Date, Walnut and Lemon Syrup Loaf

Good evening all from rainy Auckland!

I am home for the mid year uni holidays. I have been home a week and already I have watched three seasons of Greys Anatomy, baked four batches of cupcakes and two batches of cookies for Mum. I am bored of the basics and in need of something new and exciting. I really want to make a pink ombre pastel cake, that might be tomorrow's activity.

When I get bored at home, I pull out all of Mum's recipe books searching for inspiration and pretty pictures haha.

In today's Sunday Star Times' Sunday insert, there was a feature by Ray McVinnie. In this feature there was a recipe for these date, walnut and lemon syrup loaves. Since I am a fan of McVinnie's work I decided to give them a try. They looked so nicely styled in the photo.

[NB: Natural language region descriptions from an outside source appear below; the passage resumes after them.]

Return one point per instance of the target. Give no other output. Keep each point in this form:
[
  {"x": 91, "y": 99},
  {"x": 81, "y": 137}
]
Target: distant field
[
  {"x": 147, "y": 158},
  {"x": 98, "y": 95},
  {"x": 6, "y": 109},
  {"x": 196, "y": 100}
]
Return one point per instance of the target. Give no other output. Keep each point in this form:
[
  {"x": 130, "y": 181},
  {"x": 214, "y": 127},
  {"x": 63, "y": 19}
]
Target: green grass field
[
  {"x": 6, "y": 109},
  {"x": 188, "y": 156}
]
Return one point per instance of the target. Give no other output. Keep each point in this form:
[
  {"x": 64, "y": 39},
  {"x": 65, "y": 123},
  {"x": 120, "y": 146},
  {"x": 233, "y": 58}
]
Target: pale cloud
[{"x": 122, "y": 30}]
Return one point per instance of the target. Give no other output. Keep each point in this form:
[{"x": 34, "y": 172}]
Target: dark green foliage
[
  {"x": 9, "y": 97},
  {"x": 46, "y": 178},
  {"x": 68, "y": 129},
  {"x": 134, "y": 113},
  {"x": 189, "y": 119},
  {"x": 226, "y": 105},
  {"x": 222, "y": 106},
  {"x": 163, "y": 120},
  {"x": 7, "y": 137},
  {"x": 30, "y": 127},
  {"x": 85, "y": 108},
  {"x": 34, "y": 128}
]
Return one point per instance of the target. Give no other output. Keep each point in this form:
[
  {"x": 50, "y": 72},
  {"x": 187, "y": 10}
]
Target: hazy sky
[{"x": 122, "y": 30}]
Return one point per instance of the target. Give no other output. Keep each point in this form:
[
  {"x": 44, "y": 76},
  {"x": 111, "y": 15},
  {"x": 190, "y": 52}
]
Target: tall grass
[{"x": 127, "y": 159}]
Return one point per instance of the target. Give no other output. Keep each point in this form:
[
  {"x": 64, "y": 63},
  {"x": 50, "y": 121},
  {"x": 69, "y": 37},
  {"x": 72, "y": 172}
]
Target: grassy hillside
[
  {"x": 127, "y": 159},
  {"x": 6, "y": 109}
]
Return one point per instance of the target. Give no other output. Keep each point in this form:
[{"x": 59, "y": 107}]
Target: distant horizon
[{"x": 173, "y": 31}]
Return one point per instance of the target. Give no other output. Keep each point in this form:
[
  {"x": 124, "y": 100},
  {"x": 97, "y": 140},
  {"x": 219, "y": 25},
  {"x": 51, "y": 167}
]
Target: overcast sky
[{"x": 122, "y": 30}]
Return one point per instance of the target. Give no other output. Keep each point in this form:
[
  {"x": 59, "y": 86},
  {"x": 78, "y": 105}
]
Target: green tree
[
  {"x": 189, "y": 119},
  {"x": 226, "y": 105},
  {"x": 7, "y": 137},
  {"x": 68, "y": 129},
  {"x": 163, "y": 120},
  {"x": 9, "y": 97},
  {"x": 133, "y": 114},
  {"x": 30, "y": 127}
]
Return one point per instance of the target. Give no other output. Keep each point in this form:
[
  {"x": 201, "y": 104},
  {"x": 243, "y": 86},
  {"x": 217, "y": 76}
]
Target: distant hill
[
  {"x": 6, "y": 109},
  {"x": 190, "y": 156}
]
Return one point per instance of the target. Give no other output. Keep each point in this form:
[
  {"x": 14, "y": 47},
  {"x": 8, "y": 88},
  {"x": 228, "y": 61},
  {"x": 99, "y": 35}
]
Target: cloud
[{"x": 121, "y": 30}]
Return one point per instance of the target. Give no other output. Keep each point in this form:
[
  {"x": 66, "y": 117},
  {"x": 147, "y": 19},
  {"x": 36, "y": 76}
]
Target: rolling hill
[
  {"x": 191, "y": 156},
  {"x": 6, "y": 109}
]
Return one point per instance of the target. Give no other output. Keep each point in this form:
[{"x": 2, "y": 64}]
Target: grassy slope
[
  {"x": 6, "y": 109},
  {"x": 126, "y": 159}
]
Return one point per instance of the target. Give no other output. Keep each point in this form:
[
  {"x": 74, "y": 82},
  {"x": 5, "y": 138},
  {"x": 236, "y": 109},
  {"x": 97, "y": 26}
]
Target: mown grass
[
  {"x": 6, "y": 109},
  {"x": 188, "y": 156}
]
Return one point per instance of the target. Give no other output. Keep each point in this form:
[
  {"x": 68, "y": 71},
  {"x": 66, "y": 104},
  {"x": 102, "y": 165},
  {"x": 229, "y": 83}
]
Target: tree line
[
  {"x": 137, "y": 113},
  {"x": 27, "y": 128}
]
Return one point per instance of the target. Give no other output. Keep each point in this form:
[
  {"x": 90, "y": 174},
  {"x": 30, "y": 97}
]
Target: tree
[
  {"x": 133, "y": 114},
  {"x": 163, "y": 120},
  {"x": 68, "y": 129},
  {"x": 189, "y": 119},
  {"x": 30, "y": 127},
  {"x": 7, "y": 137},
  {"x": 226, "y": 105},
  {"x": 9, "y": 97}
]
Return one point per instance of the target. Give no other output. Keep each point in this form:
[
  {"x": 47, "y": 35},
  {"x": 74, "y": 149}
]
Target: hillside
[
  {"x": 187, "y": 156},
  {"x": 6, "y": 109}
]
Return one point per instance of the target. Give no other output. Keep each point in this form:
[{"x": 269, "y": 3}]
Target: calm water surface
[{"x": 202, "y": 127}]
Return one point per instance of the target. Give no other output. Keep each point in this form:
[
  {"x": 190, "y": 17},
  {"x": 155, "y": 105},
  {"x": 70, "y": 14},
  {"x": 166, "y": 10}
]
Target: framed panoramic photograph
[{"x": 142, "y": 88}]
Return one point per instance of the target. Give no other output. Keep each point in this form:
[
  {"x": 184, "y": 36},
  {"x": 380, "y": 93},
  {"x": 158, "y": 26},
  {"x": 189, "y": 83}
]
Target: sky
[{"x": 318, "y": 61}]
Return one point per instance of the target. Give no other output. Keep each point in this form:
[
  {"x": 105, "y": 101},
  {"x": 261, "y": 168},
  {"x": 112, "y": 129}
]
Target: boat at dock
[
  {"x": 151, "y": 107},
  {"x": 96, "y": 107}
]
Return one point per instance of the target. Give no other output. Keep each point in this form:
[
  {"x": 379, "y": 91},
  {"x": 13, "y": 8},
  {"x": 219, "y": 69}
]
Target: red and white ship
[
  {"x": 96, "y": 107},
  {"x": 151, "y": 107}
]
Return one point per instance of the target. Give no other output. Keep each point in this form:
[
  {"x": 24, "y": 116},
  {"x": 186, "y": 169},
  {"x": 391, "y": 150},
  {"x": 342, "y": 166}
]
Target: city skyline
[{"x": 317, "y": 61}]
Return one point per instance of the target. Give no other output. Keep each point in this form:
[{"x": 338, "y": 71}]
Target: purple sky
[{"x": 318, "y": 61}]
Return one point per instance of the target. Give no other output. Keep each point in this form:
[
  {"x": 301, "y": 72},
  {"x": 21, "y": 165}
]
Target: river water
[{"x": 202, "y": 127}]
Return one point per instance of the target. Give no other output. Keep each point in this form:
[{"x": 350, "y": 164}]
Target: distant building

I am so glad I gave them a go. Chris even liked them. The dates made it rich and moist and the sugar syrup goes crunchy on the top. All with a subtle lemony flavour going on in the background. Oh wait and the crunchy walnuts. Don't forget the walnuts!

Ray McVinnie's Date, Walnut and Lemon Syrup Loaf
(from Sunday 24.06.2012)

1 teaspoon baking soda
1 cup boiling water
1 cup chopped dried dates
1 egg
1 cup caster sugar
2 tablespoons melted butter
2 cups flour
1 teaspoons baking powder
zest of 1 lemon
1 cup walnut pieces

Pre-heat the oven to 175 degrees and line a loaf tin with baking paper.

Dissolve the baking soda in the hot water, then add the chopped dates. Let these soak.

Beat the egg and sugar together until thick and a pale yellow colour. Stir in the melted butter. Sieve in the flour and baking powder and add the lemon zest. Fold these in. Stir in the date mixture (including the water) and the walnuts.

Pour the mixture into the loaf tin and bake for 40-45 minutes or until a skewer comes out clean.

Mix together the juice and zest of 1 large lemon and half a cup of caster sugar and pour this cold mixture over the hot loaf (as in as soon as it comes out of the oven hot).

Once cooled slightly, slice into nice chunky slices and cover in butter :) This is best served still warm and with a cup of tea.